Yeah, I'd like to see emissions attributed to the places where products end up, not where they're produced.

[–] [email protected] 2 points 8 months ago* (last edited 8 months ago)

You can find data on recycling where "being shipped to another country to be recycled" counts as being recycled I believe. Also you can find estimates of historical emissions by country since the industrial revolution. China is the current leader of emissions but I believe the US is top of all time, closely followed by Europe. I'll try to find some data when I have a moment.

Edit: Historical emissions

[–] [email protected] 6 points 8 months ago

TIL the antonym to orient

[–] [email protected] 8 points 8 months ago

How about we do that per capita, Cowboy ?

[–] [email protected] 7 points 8 months ago* (last edited 8 months ago)

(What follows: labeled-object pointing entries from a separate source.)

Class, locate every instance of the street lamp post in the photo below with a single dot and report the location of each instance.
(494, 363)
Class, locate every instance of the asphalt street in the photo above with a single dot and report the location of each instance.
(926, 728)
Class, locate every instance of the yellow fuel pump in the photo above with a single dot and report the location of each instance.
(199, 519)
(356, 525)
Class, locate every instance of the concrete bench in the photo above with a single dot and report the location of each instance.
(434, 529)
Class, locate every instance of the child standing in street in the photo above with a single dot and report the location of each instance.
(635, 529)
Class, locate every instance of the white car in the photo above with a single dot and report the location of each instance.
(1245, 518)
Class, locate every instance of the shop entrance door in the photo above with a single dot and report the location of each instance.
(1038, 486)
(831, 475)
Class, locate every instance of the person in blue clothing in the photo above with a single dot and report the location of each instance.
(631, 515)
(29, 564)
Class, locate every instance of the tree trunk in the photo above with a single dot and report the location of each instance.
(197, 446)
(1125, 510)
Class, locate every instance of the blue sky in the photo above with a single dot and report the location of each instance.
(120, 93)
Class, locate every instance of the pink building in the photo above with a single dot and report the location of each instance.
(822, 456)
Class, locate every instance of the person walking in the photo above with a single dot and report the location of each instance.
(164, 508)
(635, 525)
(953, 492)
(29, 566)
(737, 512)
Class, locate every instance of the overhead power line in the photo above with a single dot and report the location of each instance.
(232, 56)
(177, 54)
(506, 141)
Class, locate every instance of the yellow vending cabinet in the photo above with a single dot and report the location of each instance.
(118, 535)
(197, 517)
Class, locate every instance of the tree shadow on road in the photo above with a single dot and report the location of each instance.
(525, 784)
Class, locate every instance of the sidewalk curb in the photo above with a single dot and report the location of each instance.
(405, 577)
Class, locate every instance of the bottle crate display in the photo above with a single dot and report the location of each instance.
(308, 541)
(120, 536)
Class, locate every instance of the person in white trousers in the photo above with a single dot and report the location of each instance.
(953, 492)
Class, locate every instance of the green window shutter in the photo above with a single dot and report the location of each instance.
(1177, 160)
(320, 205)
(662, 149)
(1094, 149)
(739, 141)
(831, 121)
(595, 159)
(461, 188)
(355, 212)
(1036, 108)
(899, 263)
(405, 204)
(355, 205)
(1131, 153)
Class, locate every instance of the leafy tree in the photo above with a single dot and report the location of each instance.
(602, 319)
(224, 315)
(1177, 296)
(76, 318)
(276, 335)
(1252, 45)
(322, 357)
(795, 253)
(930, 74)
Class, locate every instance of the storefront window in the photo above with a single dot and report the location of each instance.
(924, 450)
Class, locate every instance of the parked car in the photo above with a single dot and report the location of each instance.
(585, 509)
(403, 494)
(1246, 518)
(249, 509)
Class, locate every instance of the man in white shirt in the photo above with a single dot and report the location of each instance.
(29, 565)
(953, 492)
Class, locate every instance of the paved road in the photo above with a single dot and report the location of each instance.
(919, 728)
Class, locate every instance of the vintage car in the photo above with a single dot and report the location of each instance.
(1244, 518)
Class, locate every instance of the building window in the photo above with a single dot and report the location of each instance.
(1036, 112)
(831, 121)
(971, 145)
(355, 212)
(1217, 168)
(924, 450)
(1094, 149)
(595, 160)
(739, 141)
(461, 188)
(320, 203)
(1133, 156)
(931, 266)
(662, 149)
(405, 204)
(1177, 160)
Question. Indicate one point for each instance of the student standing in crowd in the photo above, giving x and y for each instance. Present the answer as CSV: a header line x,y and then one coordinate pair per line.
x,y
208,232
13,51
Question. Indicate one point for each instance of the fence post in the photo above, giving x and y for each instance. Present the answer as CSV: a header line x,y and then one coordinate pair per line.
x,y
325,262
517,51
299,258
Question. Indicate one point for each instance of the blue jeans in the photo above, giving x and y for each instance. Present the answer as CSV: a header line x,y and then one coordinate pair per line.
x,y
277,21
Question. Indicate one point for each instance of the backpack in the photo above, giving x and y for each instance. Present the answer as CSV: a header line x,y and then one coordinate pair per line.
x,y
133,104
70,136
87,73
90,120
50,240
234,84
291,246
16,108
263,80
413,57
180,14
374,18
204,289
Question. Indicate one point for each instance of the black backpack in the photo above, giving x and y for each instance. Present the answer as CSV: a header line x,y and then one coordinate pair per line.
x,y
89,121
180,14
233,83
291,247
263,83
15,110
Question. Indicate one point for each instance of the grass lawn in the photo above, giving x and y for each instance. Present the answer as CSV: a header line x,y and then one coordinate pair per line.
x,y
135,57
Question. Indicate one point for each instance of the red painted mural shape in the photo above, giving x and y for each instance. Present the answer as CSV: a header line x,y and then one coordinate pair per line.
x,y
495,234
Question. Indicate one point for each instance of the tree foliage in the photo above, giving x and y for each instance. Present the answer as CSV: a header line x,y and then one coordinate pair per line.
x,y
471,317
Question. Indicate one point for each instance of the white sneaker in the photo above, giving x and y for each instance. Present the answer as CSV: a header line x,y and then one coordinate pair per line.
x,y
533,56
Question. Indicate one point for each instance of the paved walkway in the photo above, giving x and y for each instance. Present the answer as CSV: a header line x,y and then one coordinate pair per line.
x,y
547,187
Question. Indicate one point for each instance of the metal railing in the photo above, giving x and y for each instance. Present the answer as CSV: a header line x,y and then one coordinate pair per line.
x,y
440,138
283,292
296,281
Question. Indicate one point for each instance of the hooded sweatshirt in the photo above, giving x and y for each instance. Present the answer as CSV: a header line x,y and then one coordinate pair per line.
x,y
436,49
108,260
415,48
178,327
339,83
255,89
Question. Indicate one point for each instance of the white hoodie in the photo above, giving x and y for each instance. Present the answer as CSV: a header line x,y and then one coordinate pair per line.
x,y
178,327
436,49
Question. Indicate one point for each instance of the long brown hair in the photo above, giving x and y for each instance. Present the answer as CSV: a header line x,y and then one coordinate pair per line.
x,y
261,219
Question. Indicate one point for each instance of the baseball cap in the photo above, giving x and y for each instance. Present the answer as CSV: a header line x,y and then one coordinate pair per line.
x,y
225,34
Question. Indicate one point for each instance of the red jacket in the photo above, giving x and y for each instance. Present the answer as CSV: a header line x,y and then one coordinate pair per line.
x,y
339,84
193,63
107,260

Given that China has ~18% of the world’s population, it’s not super shocking that they produce 27% of emissions (especially given how much manufacturing has been outsourced there).

By comparison, the US has less than 5% of the world population and produces ~11% of emissions, with only Saudi Arabia being higher in per person emissions.

[–] [email protected] 4 points 8 months ago

And here come the finger pointing Ameritards trying to deflect their own responsibilities after polluting the planet for the last century and still refusing to drop red meat & cars and moving vast amounts of their production capabilities to China. If you advocate for China not to develop their rural shitheap regions, then you should also advocate for actual de-growth in the US, significantly lowering your own living standards.